The figure above is that overlay estimated CDF onto eCDF of the empirical distribution.

4.3.4 QQ plot (sample vs estimated dist)

qs <- seq(0.05,0.95,length=50)
sample_qs <- quantile(d1$ht,qs)
theor_qs <- qweibull(qs,shape=coef(param_hat_weibull)[1],scale=coef(param_hat_weibull)[2])
plot(sample_qs,theor_qs,pch=16)
abline(0,1)

Sample max doesn’t fit a straight line with y=x perfectly. We maynot say that the sample quantile fits the theoretical quantile very well in the beginning of the figure.

4.3.5 Estimated Median

qweibull(0.5,shape=coef(param_hat_weibull)[1],scale=coef(param_hat_weibull)[2])
## [1] 161.5156

The estimated Median is 161.5155603. We use qweibull to select 50% of the observations, 50% of the observations are less than it, and 50% of the observations are greater than it. So this is the median of the sample.

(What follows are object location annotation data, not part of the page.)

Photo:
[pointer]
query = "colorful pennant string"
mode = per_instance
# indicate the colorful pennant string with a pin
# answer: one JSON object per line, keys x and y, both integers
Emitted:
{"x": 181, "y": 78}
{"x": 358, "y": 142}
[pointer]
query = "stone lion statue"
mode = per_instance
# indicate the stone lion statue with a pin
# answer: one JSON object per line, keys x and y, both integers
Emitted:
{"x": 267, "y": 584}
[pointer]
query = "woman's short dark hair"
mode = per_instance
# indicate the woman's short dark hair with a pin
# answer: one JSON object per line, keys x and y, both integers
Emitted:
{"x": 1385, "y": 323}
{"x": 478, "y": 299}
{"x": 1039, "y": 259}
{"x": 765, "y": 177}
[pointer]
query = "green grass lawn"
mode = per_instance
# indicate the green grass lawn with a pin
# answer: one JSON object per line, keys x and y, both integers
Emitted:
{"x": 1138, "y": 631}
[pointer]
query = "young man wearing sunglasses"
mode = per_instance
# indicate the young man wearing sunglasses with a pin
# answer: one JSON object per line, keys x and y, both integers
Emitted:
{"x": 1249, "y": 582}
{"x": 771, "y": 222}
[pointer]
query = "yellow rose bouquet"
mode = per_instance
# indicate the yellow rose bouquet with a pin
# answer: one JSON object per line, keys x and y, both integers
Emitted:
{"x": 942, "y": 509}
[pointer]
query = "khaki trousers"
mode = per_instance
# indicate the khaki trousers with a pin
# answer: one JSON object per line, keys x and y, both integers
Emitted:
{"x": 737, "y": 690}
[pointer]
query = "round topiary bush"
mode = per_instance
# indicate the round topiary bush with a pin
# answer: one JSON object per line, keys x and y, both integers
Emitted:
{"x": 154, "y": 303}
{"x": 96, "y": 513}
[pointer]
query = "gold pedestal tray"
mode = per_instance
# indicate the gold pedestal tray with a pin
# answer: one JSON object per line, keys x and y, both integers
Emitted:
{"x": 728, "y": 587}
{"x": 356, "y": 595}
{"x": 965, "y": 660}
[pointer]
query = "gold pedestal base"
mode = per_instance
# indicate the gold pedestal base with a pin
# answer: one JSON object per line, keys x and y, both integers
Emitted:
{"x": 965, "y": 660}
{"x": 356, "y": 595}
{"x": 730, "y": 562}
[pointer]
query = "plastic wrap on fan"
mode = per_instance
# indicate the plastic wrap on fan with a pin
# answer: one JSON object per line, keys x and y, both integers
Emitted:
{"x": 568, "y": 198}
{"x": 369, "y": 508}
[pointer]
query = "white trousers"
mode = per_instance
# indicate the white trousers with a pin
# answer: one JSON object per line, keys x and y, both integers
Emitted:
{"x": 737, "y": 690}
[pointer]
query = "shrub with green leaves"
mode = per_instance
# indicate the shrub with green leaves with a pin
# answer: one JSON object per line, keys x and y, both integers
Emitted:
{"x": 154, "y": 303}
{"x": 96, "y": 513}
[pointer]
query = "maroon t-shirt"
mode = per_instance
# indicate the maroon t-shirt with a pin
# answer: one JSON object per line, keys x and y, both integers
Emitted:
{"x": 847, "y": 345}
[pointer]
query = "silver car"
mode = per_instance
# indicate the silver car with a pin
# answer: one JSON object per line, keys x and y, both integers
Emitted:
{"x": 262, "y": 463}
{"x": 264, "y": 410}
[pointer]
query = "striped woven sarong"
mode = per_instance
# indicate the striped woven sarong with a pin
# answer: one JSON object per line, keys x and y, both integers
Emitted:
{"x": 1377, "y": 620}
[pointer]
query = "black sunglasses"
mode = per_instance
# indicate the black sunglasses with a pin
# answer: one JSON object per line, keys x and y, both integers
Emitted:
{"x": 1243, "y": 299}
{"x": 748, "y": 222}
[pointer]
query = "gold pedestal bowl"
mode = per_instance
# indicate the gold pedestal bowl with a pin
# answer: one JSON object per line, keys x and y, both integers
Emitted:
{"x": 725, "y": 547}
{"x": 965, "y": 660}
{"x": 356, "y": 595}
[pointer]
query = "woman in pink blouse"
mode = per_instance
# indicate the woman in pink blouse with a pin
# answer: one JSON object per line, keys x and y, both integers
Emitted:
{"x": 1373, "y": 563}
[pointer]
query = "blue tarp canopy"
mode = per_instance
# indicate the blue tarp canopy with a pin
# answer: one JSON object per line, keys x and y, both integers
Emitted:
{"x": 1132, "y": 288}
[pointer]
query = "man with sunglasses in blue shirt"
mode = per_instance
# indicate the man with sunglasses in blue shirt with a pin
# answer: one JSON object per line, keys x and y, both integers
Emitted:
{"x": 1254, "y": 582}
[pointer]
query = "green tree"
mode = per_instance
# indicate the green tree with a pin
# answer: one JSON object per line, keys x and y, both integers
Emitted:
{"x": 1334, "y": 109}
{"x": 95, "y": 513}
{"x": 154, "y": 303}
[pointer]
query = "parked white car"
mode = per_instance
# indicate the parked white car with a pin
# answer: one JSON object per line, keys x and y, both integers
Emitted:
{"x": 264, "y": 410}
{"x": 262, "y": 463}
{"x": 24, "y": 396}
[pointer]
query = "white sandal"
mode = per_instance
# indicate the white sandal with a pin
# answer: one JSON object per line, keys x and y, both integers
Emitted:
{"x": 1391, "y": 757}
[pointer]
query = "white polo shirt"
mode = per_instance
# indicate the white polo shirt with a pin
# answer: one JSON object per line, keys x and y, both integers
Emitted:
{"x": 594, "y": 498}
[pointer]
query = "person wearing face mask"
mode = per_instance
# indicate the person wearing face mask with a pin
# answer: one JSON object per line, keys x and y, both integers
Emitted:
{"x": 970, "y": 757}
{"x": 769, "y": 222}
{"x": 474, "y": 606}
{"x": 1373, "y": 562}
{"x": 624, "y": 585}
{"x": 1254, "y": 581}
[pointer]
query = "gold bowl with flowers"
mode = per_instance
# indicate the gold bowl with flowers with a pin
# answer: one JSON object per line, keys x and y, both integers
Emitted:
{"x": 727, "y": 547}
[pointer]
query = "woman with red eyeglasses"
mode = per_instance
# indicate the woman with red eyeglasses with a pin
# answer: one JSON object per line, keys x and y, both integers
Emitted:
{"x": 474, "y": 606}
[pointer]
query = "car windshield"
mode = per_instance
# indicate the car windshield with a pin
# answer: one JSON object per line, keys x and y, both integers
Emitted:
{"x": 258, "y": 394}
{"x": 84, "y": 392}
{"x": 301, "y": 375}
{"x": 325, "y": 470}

4.3.6 Median Samp Dist (hist)

M <- 5000
N <- 1000
out <- rweibull(M*N,shape=coef(param_hat_weibull)[1],scale=coef(param_hat_weibull)[2]) %>% array( dim=c(M,N))
sample_dist <- apply(out,1,median)
hist(sample_dist, breaks = 100)

The figure above is that median Samp Dist (hist). We simulated 5000 experiments, each with 1000 observations, so we take the median of these 5000 experiments. Draw as histogram.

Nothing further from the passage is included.